The following Saturday saw Greenwood’s third appearance at the Murfreesboro’s Contest of Champions in Tennessee. They again earned their best-ever finish at fourth place — a tie with Tennessee State Champion McGavock High School! Greenwood was, again, the only Indiana band to advance to the finals round.
GHS held a series of music workshops beginning on Saturday, February 9 for all students planning to march in the fall. Fundamentals covered all aspects of music and marching. Director Roth’s son, Andy, was a member of the Phantom Regiment drum and bugle corps and he assisted in the instruction. A three-year member of Phantom Regiment’s color guard, Kathy Lange, was also on hand to instruct the Irish Guard. Also in February, the National Band Association voted the Greenwood Marching Woodmen one of the 16 best marching bands in the nation!
The Irish Guard returned to the National High School Color Guard Competition in Dayton. They won second place in their division.
1980 saw school teacher and band parent president Vaino Grayam elected as the sixth mayor of Greenwood. One of his early requests was to have the Greenwood Fire Department send the snorkel truck to GHS on a sweltering August afternoon and provide an artificial rain shower for the kids at the end of band practice. For a short time, the GHS parking lot became a miniature water park.

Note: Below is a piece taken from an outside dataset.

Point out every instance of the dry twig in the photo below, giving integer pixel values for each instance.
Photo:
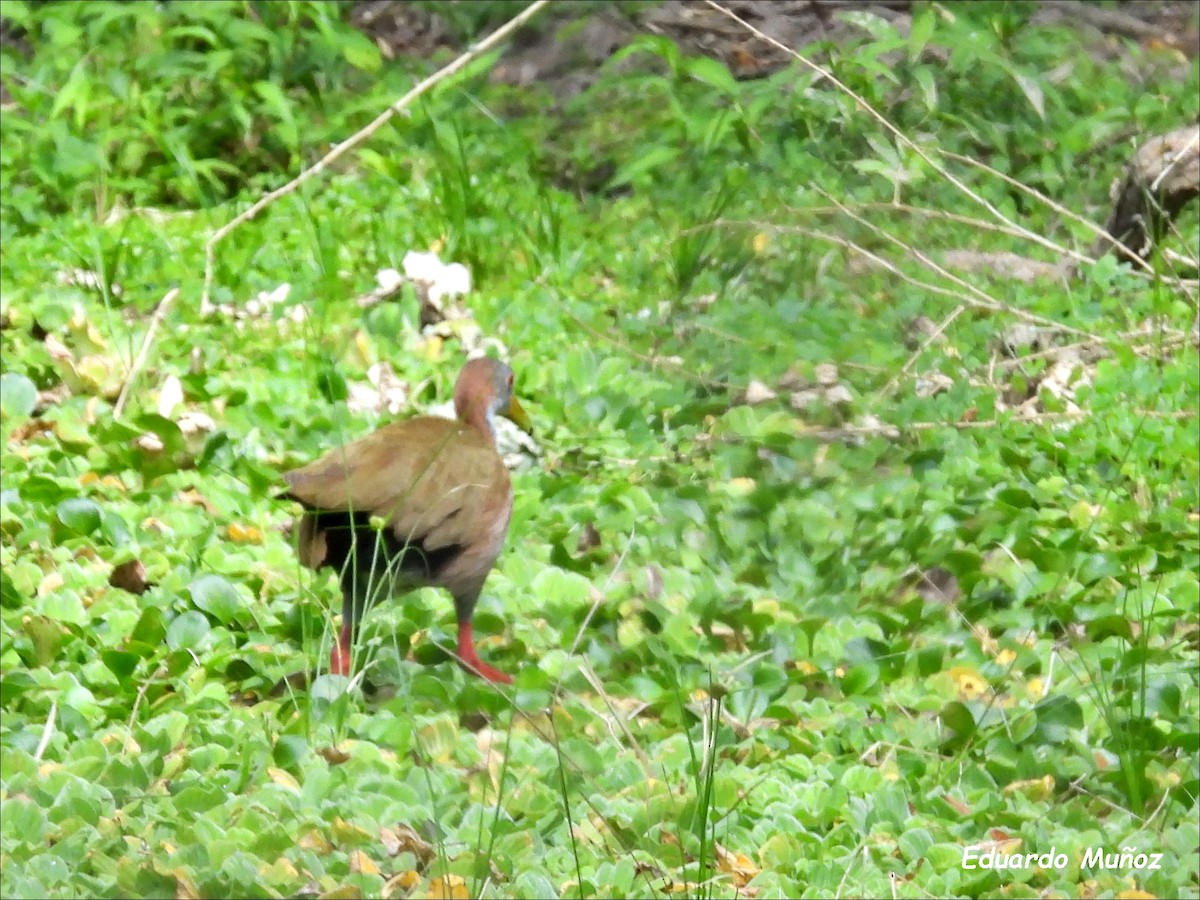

High school marching invitationals were becoming popular additions to the marching season. Director Tom Leslie’s idea for a Greenwood Invitational was brought to life under Director Stan Roth. In lieu of their traditional dress rehearsal to kick off the season, the Marching Woodmen hosted their first invitational competition. It was held on Saturday September 20 beginning at 2:00pm. This first contest was sponsored in conjunction with Greenwood’s Old Settler’s Day Festival and featured five competitors: Ben Davis, Center Grove, Kokomo-Haworth, Connersville and Lawrence North. As today, the Marching Woodmen performed in exhibition at the end of the contest. Ben Davis won the day.

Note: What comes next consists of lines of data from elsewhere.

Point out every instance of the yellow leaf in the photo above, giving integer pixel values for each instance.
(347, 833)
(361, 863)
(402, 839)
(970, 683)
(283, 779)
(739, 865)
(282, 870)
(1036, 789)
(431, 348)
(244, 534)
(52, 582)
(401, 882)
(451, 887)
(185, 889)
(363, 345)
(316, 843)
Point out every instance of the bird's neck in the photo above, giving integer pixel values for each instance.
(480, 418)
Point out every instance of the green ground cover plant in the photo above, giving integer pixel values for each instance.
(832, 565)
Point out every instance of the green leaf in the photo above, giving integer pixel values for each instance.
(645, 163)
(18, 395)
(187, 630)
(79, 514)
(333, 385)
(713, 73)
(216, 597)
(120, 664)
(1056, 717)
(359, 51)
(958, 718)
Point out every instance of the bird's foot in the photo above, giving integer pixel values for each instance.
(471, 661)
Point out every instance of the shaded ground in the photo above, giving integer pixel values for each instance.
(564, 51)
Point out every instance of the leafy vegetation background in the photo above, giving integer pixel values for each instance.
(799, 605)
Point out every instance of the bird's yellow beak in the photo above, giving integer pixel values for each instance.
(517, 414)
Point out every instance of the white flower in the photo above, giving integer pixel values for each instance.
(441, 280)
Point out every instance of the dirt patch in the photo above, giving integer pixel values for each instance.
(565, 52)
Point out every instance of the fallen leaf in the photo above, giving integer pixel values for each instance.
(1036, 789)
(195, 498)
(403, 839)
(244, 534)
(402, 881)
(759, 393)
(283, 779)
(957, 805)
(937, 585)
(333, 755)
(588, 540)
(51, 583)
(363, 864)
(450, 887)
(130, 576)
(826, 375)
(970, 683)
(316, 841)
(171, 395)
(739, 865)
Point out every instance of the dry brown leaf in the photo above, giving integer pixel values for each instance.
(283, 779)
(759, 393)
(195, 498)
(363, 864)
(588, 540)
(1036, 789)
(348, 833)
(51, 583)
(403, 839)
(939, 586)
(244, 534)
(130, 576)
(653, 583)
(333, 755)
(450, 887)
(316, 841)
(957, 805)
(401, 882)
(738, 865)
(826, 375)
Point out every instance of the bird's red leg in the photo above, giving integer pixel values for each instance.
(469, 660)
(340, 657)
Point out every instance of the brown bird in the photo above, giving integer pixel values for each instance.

September 27 was a busy day for the band. They competed in back-to-back competitions at the Kokomo-Haworth and East Noble invitationals. They finished 2nd and 1st respectively.

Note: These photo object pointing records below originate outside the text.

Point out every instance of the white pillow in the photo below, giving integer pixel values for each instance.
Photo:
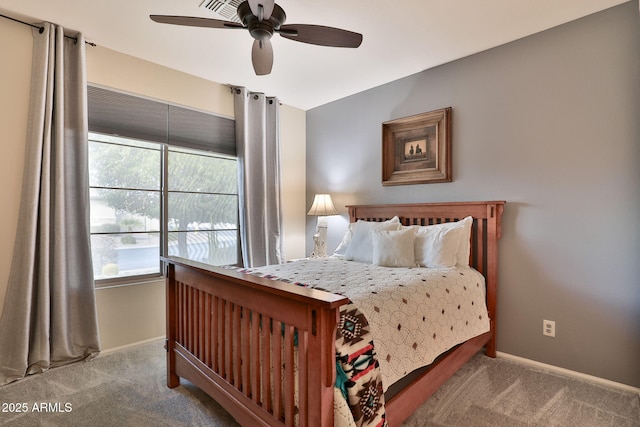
(394, 248)
(437, 246)
(344, 244)
(361, 246)
(463, 248)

To help build community support for the band competitions to come, Mayor Vaino Grayam officially proclaimed October 4, 11 and 18 as Greenwood Marching Band Days.
1980 was another year that Greenwood elected to skip ISMA competition to return to Murfreesboro on October 18. Greenwood did choose to compete in the first ISMA round on October 4 at Lawrence Central earning a Division 1 Rating.
The following Saturday, the Marching Woodmen earned first place and captions for best rifles, flags and percussion at the Ben Davis Invitational.
Friday afternoon, October 17, the band boarded their buses to Murfreesboro for their fourth Contest of Champions. Saturday they again earned a spot in the evening finals, performing at 9:00pm and finished the day in eighth place. “It was one of the most exciting performances the kids have ever put on,” said Pam Smith.
In May 1981, Stanford Roth resigned as band director to accept a sales position with Paige’s Music in Fort Wayne. His time with GHS was short, but he maintained the outstanding quality of the band program. Now, the search for a new leader began yet again.